Yep. Any community that is run as a single business will eventually enshittify. Cut the gordian knot by avoiding all commercial or even incorporated entities for community communication. The incentives of incorporated entities, like the assumption that making a profit is required in all contexts just because they apply in business contexts, just don't align with human persons or communities.
Good summary. Clear, concise, real. I wish we had advocacy groups sitting on corners with signs saying this. Seriously. People need to wake up, and they need a concise understanding to latch onto. I say it like this, "Perhaps social media where you upvote, downvote and like is just a shitty idea, for businesses and people. I think people WILL realize this, and I am hoping it will not crash software engineering, but I think it will, but most people building shitty software will leave the industry, while the useful software will continue. So it's important to be with an employer in an industry that is legitimate.
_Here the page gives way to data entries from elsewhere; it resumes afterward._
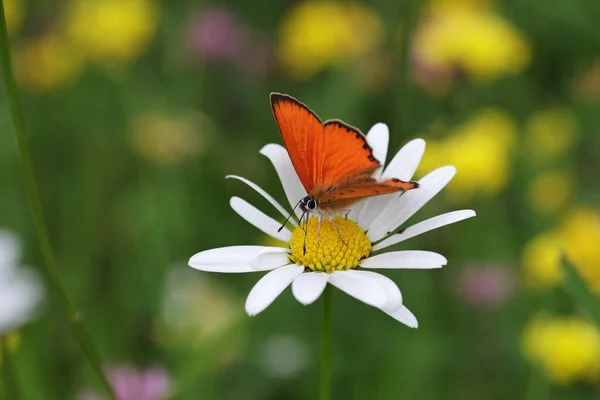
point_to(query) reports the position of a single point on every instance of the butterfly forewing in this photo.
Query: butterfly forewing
(302, 133)
(332, 160)
(322, 154)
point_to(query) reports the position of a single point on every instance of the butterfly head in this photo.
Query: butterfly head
(308, 204)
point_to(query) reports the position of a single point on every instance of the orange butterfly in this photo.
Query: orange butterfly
(332, 159)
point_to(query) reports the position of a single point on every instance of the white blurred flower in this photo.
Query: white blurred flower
(20, 288)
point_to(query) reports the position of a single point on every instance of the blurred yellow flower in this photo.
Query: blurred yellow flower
(549, 133)
(566, 348)
(112, 31)
(196, 310)
(481, 151)
(541, 260)
(12, 341)
(550, 191)
(580, 233)
(469, 36)
(315, 35)
(167, 139)
(577, 238)
(13, 11)
(46, 63)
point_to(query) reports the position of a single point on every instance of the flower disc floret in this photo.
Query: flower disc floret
(324, 251)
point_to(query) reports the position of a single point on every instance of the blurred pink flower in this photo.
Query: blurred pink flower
(486, 286)
(129, 383)
(215, 34)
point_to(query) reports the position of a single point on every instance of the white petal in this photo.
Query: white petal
(292, 186)
(404, 315)
(270, 258)
(21, 293)
(378, 138)
(270, 286)
(266, 195)
(403, 166)
(308, 287)
(260, 220)
(406, 161)
(414, 259)
(369, 287)
(405, 206)
(233, 259)
(425, 226)
(10, 250)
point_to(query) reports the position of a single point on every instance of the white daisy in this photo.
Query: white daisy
(21, 291)
(309, 264)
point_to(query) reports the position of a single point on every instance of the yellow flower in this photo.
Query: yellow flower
(46, 63)
(481, 151)
(550, 191)
(471, 37)
(315, 35)
(167, 139)
(566, 348)
(112, 31)
(580, 233)
(196, 310)
(542, 260)
(549, 133)
(13, 12)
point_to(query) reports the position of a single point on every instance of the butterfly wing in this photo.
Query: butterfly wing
(322, 154)
(350, 193)
(302, 134)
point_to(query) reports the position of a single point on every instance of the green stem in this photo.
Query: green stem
(35, 204)
(326, 345)
(11, 388)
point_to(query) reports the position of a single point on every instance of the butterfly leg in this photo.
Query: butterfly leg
(337, 229)
(319, 229)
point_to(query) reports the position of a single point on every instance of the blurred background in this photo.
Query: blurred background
(137, 109)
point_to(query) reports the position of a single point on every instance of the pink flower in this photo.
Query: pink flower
(214, 34)
(486, 286)
(129, 383)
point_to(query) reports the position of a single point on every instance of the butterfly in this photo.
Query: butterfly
(332, 159)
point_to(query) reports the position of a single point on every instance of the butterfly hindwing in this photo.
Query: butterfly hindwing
(346, 153)
(350, 193)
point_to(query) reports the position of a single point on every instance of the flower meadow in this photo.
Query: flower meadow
(146, 254)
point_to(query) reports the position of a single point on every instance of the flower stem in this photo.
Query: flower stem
(11, 388)
(73, 316)
(326, 345)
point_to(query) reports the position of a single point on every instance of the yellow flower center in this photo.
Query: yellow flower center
(325, 251)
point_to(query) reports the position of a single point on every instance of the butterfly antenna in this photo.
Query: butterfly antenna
(288, 217)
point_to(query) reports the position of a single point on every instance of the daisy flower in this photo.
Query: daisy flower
(311, 260)
(20, 288)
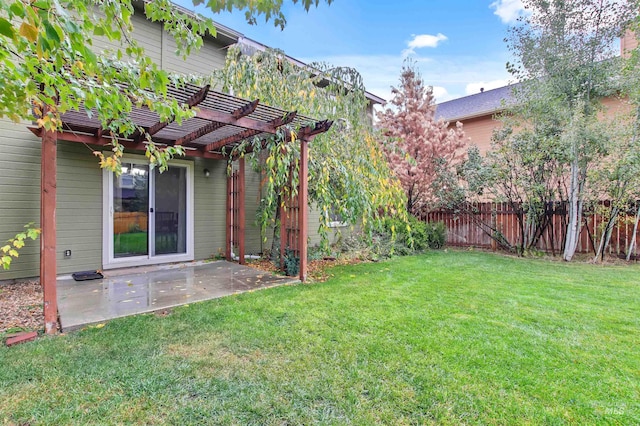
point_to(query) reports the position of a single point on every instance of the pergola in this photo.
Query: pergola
(221, 123)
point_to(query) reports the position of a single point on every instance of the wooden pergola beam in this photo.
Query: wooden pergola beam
(227, 118)
(303, 207)
(103, 141)
(246, 109)
(231, 139)
(192, 101)
(48, 268)
(206, 129)
(307, 132)
(278, 122)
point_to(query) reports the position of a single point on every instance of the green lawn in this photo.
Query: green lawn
(445, 338)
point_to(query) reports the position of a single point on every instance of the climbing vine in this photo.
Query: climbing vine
(348, 174)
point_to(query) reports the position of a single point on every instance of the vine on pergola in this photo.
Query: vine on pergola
(348, 174)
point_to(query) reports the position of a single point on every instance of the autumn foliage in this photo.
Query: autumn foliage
(418, 147)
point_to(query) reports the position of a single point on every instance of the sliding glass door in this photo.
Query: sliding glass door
(148, 214)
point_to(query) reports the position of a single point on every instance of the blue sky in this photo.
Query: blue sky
(457, 44)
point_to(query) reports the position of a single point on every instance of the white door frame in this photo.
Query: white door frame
(108, 259)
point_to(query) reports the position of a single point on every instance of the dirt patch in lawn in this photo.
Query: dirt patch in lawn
(318, 270)
(21, 306)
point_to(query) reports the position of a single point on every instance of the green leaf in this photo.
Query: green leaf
(6, 28)
(51, 32)
(29, 32)
(17, 9)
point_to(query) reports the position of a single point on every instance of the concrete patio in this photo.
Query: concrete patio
(133, 291)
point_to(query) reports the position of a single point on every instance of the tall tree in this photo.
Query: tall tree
(347, 171)
(418, 145)
(49, 66)
(564, 50)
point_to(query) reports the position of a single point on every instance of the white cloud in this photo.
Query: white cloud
(426, 40)
(508, 10)
(423, 40)
(473, 88)
(451, 77)
(441, 94)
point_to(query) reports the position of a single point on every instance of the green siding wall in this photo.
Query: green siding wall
(210, 208)
(19, 193)
(78, 209)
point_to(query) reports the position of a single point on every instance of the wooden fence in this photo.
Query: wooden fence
(472, 225)
(124, 222)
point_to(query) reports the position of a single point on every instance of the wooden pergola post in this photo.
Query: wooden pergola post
(303, 213)
(241, 212)
(48, 225)
(229, 214)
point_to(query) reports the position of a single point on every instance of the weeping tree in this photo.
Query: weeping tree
(419, 148)
(348, 175)
(49, 66)
(564, 51)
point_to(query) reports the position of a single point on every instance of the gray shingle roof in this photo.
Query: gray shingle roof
(487, 102)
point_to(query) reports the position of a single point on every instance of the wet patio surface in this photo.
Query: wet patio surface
(130, 292)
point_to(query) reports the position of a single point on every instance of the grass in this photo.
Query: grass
(135, 243)
(442, 338)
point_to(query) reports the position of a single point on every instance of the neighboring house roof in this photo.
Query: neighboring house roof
(483, 103)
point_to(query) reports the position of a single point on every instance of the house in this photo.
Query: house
(477, 112)
(142, 217)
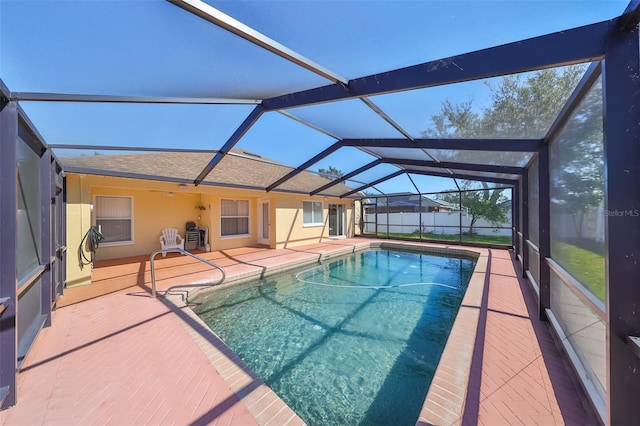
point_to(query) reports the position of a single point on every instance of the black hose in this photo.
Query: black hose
(93, 238)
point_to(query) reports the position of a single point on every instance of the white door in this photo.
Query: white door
(264, 222)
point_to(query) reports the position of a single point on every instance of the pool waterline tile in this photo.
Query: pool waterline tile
(556, 383)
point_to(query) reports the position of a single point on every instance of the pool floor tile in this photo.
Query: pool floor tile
(124, 358)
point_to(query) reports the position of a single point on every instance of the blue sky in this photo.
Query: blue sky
(153, 48)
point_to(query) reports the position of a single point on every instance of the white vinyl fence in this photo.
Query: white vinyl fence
(438, 223)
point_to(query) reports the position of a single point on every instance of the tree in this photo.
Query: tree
(479, 203)
(525, 106)
(521, 107)
(331, 173)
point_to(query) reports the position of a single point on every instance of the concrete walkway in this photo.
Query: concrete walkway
(126, 359)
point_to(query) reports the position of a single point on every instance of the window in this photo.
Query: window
(114, 218)
(234, 217)
(312, 213)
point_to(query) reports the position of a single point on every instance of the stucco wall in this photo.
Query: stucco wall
(158, 205)
(292, 232)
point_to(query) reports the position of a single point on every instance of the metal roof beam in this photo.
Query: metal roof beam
(66, 97)
(216, 17)
(129, 148)
(305, 165)
(235, 137)
(500, 145)
(347, 176)
(488, 168)
(578, 94)
(630, 17)
(370, 184)
(464, 177)
(577, 45)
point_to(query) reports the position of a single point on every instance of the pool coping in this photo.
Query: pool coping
(446, 397)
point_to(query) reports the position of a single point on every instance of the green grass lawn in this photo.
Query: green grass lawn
(480, 239)
(585, 266)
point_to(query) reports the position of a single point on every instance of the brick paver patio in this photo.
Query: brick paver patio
(124, 358)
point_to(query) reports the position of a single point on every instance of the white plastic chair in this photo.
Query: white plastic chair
(170, 239)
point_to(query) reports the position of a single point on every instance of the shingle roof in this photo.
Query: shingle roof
(238, 169)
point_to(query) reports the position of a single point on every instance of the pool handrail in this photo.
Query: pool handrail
(179, 250)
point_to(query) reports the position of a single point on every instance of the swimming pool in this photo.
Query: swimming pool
(353, 341)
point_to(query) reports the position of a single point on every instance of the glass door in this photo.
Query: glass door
(337, 220)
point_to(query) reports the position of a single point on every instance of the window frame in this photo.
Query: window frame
(95, 219)
(314, 222)
(248, 217)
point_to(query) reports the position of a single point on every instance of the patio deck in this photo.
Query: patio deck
(125, 358)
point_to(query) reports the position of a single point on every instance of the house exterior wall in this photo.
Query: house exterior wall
(158, 205)
(290, 229)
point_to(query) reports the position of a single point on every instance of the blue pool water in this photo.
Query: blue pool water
(352, 342)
Nonprofits try really, really hard to make money well beyond their near-term expenses. Wikimedia Foundation is (in)famous for this.
First, they want a rainy-day fund to cover fixed expenses when income fluctuates. Second, and more importantly, they might want to create a massive endowment that provides them with stable income so that they're not beholden (or accountable) to donors or their usual business partners.
The only difference, at the end of the day, is whether they ever want to IPO.
The other reason a non-profit tries to more than cover its expenses is to accomplish its mission.
The point of non-profits is that their goal is to accomplish something other than profiting. Sometimes the goal can cost a lot of money to accomplish, often much more than just the cost of paying its employees.
For example a non-profit that raises money for cancer research might have very low costs and raise tons of money without raising eyebrows. Because they put the majority toward their goal, and everybody understands the goal, and "profit" is not that goal.
They're actually a great example, they have a defined amount of financial runway they maintain, and they don't exceed it. You might notice they don't leave the fundraising banners up all year.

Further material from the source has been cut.